Do we control the algorithm or does it control us?
Instagram’s algorithm: why do I see what I see on Instagram?
Algorithms have become as much a part of our lives as our daily Gin O’Clock and much like Gin O’Clock, their importance is often overlooked.
They help us to choose which Netflix show to binge-watch next and keep showing us that one pair of shoes that we are desperately trying not to splurge on. If you want to know about the history of algorithms or how they work, you can get yourself up to speed here.
Much to the annoyance but understanding of all of us here at One Fifty, social networks are notoriously vague about the specifics of their algorithms.
We decided to put Instagram to the test.
We created three Instagram accounts, all made on the same device, with all other factors the same, apart from their gender. We created a female, male and control (as we were measuring gender as a variable), let’s call them Michelle, Barack and Bo.
For seven days, we completed the same 5 actions across all three accounts:
We followed the first 10 recommended females on Michelle’s, the first 10 males on Barack’s, and the top 10 local (London) accounts on Bo’s.
In each case, we liked the first 10 ‘female/male/local’ posts that appeared on the feed.
We recorded the top 10 feed posts for each account.
We screenshotted the explore page.
We recorded the first 10 recommended accounts, no matter what they were.
This gave us lots of lovely data to analyse, and plenty of food for thought.
So, what did we find? I hear you ask.
At the end of the 7 day period, we had seen something really interesting happen. The algorithm, (you can call him Al), was relatively more sensitive to certain accounts that we followed, appearing to place a heavier importance weighting on these accounts. In other words, accounts that are recommended to us or the content that we see on our feeds, is often not entirely representative of our actions.
A little confusing, I know. Let’s break it down.
Even though we only followed accounts that were recommended to us, it was clear that Al was more sensitive when we followed certain accounts, over others. For example, for both Barack and Bo, the recommended list quickly became saturated with specific topic categories of accounts, such as Korean pop-stars and LGBT+ community accounts.
What we saw on day 5…
This was surprising, as despite these genres making up an extremely small proportion of the accounts Barack and Bo followed, they seemed to influence their entire recommended lists for the duration of the experiment.

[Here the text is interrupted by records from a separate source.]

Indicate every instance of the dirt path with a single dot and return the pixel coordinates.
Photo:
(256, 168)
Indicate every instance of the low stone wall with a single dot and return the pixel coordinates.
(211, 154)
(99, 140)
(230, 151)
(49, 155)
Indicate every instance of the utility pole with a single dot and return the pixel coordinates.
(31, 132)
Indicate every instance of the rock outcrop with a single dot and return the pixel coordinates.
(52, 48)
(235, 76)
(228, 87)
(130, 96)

Does this mean that these accounts could have been added in by Al to test the user’s interests? We think so. Al is likely throwing these recommendations into the ring as a way to test the waters. If these ‘test’ accounts are followed, they become a strong indicator that the user is interested in that genre as a whole, and that they should be shown more of this type of content.
This is a key reason that individual posts, rather than accounts, tend to go viral on TikTok. It’s all about falling into the #fyp trend of the moment, a theme that users are being shown due to them liking other similar ‘test’ content. For brands aiming to get onto people’s feeds, these themes are important to think about.

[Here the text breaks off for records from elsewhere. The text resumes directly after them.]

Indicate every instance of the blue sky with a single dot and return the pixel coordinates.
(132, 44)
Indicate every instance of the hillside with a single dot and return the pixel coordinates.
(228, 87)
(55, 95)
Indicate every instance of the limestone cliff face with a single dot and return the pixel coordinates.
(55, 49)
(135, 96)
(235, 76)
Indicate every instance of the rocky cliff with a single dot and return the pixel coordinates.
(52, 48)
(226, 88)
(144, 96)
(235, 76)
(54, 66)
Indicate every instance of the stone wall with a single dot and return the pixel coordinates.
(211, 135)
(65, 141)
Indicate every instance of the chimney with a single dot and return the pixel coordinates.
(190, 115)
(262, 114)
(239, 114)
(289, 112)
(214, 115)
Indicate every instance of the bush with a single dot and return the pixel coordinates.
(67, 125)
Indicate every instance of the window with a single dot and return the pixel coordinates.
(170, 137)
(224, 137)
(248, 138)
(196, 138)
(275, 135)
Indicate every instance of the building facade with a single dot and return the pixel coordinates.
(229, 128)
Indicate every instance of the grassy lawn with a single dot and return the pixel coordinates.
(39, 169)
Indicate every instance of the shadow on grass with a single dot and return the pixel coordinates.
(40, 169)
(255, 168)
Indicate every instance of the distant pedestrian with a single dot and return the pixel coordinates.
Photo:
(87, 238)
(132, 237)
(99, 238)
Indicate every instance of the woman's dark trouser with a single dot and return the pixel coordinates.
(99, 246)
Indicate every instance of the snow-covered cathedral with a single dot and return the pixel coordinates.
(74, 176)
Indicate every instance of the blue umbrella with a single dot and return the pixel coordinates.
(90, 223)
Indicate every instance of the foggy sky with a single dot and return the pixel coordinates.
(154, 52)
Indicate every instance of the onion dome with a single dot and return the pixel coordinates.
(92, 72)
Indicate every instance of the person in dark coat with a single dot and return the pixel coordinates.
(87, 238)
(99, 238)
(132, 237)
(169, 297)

The experiment continues….
Unsurprisingly, as we women like to take our time, we did not instantly see the same results with Michelle’s account. We decided to continue the experiment for a few more days to see if a similar pattern occurred.
The answer is, kind of.
Whilst we didn’t see the same really obvious pattern coming through, the recommended accounts began to have extremely low follower counts, and all seemed to be followed by one account (@juliteworthy), who we had followed a few days earlier. It seems similarly to the ‘test’ genres, Al assumed that Michelle was in/or interested in Julite’s squad and then proceeded to recommend the other squad members to her.
This is something that you may have noticed with B2B accounts. If you were to follow Alex, Al may assume that you work at One Fifty, and then recommend you to follow me (a recommendation I can get behind.)
I know what you’re thinking, what does this mean for me/my business?
Find your Korean pop star (Aka, your niche). Engage with other accounts in your niche. This will likely result in Al steering users that engage with similar accounts, to yours. Be something to someone, not nothing to everyone.
The bottom line…
Knowing how algorithms work can really help you to love them, and them (Al) to love you back.